【pytorch扩展】CUDA自定义pytorch算子（简单demo入手）

Pytorch作为一款优秀的AI开发平台，提供了完备的自定义算子的规范。我们用torch开发时，经常会因为现有算子的不足限制我们idea的迸发。于是，CUDA/C++自定义pytorch算子是不得不磕了。

今天通过一个小实验来梳理自定义pytorch算子都需要做哪些准备。比如，我们做一个张量加法。
vim test_add.py

from add import sum_double_op
import torch
import time

class Timer:
    def __init__(self, op_name):
        self.begin_time = 0
        self.end_time = 0
        self.op_name = op_name

    def __enter__(self):
        torch.cuda.synchronize()
        self.begin_time = time.time()

    def __exit__(self, exc_type, exc_val, exc_tb):
        torch.cuda.synchronize()
        self.end_time = time.time()
        print(f"Average time cost of {self.op_name} is {(self.end_time - self.begin_time) * 1000:.4f} ms")


if __name__ == '__main__':
    n = 1000000
    device = torch.device("cuda:0" if torch.cuda.is_available() else "cpu")
    tensor1 = torch.ones(n, dtype=torch.float32, device=device, requires_grad=True)
    tensor2 = torch.ones(n, dtype=torch.float32, device=device, requires_grad=True)
    with Timer("sum_double"):
        ans = sum_double_op(tensor1, tensor2)

这里的"sum_double_op"就是我们用CUDA写的算子。

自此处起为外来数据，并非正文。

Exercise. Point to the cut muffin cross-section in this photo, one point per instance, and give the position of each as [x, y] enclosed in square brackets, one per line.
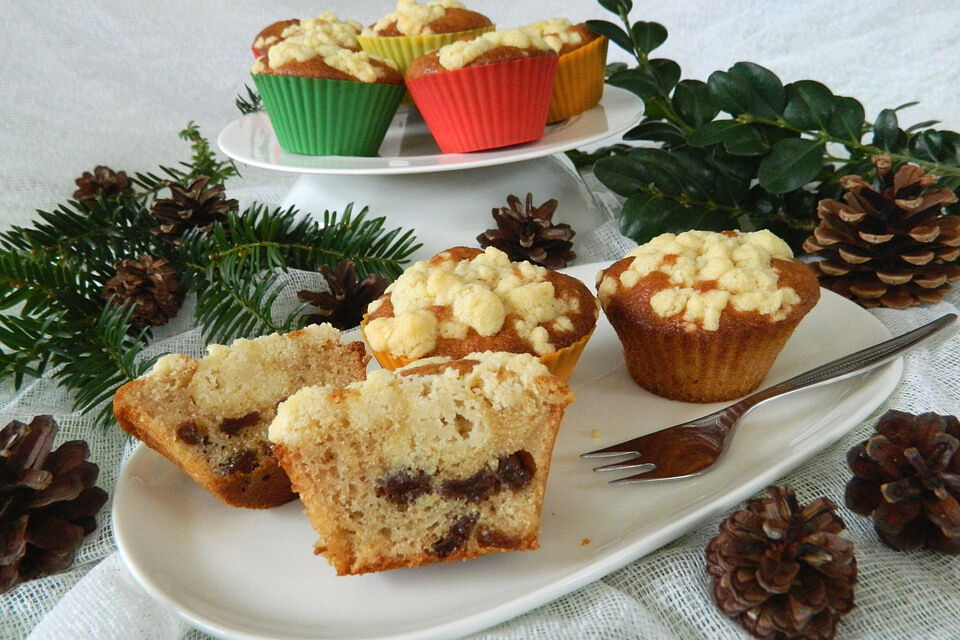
[441, 460]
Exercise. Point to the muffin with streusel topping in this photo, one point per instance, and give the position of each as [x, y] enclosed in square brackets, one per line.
[465, 300]
[414, 29]
[581, 68]
[342, 32]
[702, 316]
[491, 91]
[325, 99]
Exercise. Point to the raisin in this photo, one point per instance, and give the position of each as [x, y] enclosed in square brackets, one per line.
[488, 537]
[188, 433]
[516, 470]
[477, 487]
[456, 536]
[243, 461]
[232, 426]
[403, 487]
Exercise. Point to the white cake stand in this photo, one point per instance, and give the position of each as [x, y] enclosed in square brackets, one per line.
[445, 198]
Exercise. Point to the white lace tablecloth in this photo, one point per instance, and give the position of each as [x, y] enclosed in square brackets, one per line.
[112, 82]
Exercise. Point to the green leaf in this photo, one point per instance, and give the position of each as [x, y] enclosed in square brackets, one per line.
[613, 32]
[693, 102]
[713, 132]
[667, 73]
[847, 119]
[622, 174]
[763, 81]
[886, 131]
[745, 141]
[809, 105]
[647, 36]
[790, 164]
[736, 96]
[657, 131]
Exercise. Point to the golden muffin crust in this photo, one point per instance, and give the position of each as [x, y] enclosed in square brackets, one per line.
[412, 19]
[476, 282]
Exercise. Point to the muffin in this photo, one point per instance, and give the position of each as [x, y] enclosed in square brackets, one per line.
[702, 315]
[440, 461]
[325, 99]
[341, 32]
[210, 416]
[491, 91]
[581, 69]
[465, 300]
[414, 29]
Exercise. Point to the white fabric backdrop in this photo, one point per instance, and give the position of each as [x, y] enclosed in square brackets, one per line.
[112, 82]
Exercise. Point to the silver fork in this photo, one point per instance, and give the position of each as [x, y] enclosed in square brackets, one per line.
[690, 448]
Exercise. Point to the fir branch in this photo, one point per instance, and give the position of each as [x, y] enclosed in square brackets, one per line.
[251, 104]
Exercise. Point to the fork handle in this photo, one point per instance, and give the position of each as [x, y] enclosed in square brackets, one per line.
[851, 365]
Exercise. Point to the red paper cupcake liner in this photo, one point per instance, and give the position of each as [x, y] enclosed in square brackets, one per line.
[488, 106]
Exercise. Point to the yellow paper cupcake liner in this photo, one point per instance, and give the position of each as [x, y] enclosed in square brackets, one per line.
[405, 49]
[560, 363]
[579, 82]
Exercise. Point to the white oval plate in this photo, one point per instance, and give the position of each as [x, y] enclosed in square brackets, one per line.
[409, 148]
[246, 574]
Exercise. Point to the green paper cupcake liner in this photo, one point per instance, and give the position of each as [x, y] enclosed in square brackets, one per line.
[320, 117]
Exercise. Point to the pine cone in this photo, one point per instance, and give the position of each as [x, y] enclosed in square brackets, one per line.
[48, 501]
[526, 232]
[103, 180]
[151, 283]
[198, 206]
[889, 246]
[907, 478]
[346, 302]
[781, 570]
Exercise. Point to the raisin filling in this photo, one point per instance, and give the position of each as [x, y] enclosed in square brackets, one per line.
[456, 536]
[403, 487]
[232, 426]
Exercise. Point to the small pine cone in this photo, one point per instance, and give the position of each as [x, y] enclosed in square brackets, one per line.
[48, 501]
[347, 300]
[103, 181]
[889, 245]
[781, 570]
[526, 232]
[197, 206]
[153, 286]
[906, 478]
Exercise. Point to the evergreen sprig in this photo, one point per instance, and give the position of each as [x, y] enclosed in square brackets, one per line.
[54, 272]
[743, 149]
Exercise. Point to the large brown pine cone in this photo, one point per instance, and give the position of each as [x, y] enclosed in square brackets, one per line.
[890, 245]
[48, 501]
[151, 283]
[196, 206]
[906, 478]
[781, 570]
[527, 232]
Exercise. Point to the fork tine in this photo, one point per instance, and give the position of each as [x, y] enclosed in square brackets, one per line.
[626, 465]
[628, 447]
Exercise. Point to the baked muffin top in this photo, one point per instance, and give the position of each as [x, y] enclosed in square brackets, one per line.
[465, 300]
[438, 16]
[562, 36]
[341, 32]
[493, 46]
[315, 55]
[696, 276]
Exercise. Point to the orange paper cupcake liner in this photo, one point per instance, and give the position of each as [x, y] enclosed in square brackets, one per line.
[560, 363]
[488, 106]
[579, 84]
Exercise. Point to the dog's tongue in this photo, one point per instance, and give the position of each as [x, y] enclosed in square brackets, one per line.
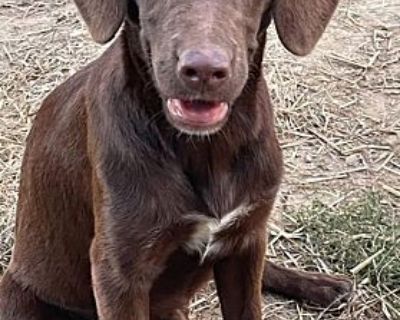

那这个可以直接调用，并且可以传递梯度的算子，需要怎么做呢？

众所周知，CUDA/C++都是编译性语言，编译以后再调用会比python这种解释性语言更快。所以，我们需要对CUDA有一个编译过程。这个编译过程用setuptools来实现（可以pip安装）。
先vim setup.py

from setuptools import find_packages, setup
from torch.utils.cpp_extension import BuildExtension, CUDAExtension

setup(
    name='myAdd',
    packages=find_packages(),
    version='0.1.0',
    author='muzhan',
    ext_modules=[
        CUDAExtension(
            'sum_double',
            ['./add/add.cpp',
             './add/add_cuda.cu',]
        ),
    ],
    cmdclass={
        'build_ext': BuildExtension
    }
)

直接“python setup.py install”即可完成cuda算子的编译和安装。等等，你的add.cpp和add_cuda.cu还没呢？
vim add_cuda.cu

#include <cstdio>
#define THREADS_PER_BLOCK 256
#define WARP_SIZE 32
#define DIVUP(m, n) ((m + n - 1) / n)


__global__ void two_sum_kernel(const float* a, const float* b, float * c, int n){
    int idx = blockIdx.x * blockDim.x + threadIdx.x;
    if (idx < n){
        c[idx] = a[idx] + b[idx];
    }
}


void two_sum_launcher(const float* a, const float* b, float* c, int n){
    dim3 blockSize(DIVUP(n, THREADS_PER_BLOCK));
    dim3 threadSize(THREADS_PER_BLOCK);
    two_sum_kernel<<<blockSize, threadSize>>>(a, b, c, n);
}

vim add.cpp

#include <torch/extension.h>
#include <torch/serialize/tensor.h>

#define CHECK_CUDA(x) \
  TORCH_CHECK(x.type().is_cuda(), #x, " must be a CUDAtensor ")
#define CHECK_CONTIGUOUS(x) \
  TORCH_CHECK(x.is_contiguous(), #x, " must be contiguous ")
#define CHECK_INPUT(x) \
  CHECK_CUDA(x);       \
  CHECK_CONTIGUOUS(x)


void two_sum_launcher(const float* a, const float* b, float* c, int n);


void two_sum_gpu(at::Tensor a_tensor, at::Tensor b_tensor, at::Tensor c_tensor){
    CHECK_INPUT(a_tensor);
    CHECK_INPUT(b_tensor);
    CHECK_INPUT(c_tensor);

    const float* a = a_tensor.data_ptr<float>();
    const float* b = b_tensor.data_ptr<float>();
    float* c = c_tensor.data_ptr<float>();
    int n = a_tensor.size(0);
    two_sum_launcher(a, b, c, n);
}


PYBIND11_MODULE(TORCH_EXTENSION_NAME, m) {
  m.def("forward", &two_sum_gpu, "sum two arrays (CUDA)");
}

我们看一下文件结构：

.
├── add
│   ├── add.cpp
│   ├── add_cuda.cu
│   ├── __init__.py
│   └── sum.py
├── README.md
├── setup.py
└── test_add.py

有了add.cpp和add_cuda.cu以后，我们就可以用"python setup.py install"来进行编译和安装了。编译和安装以后，我们需要用python类封装一下：

vim __init__.py

from .sum import *

vim sum.py

from torch.autograd import Function
import sum_double


class SumDouble(Function):

    @staticmethod
    def forward(ctx, array1, array2):
        """sum_double function forward.
        Args:
            array1 (torch.Tensor): [n,]
            array2 (torch.Tensor): [n,]
        
        Returns:
            ans (torch.Tensor): [n,]
        """
        array1 = array1.float()
        array2 = array2.float()
        ans = array1.new_zeros(array1.shape)
        sum_double.forward(array1.contiguous(), array2.contiguous(), ans)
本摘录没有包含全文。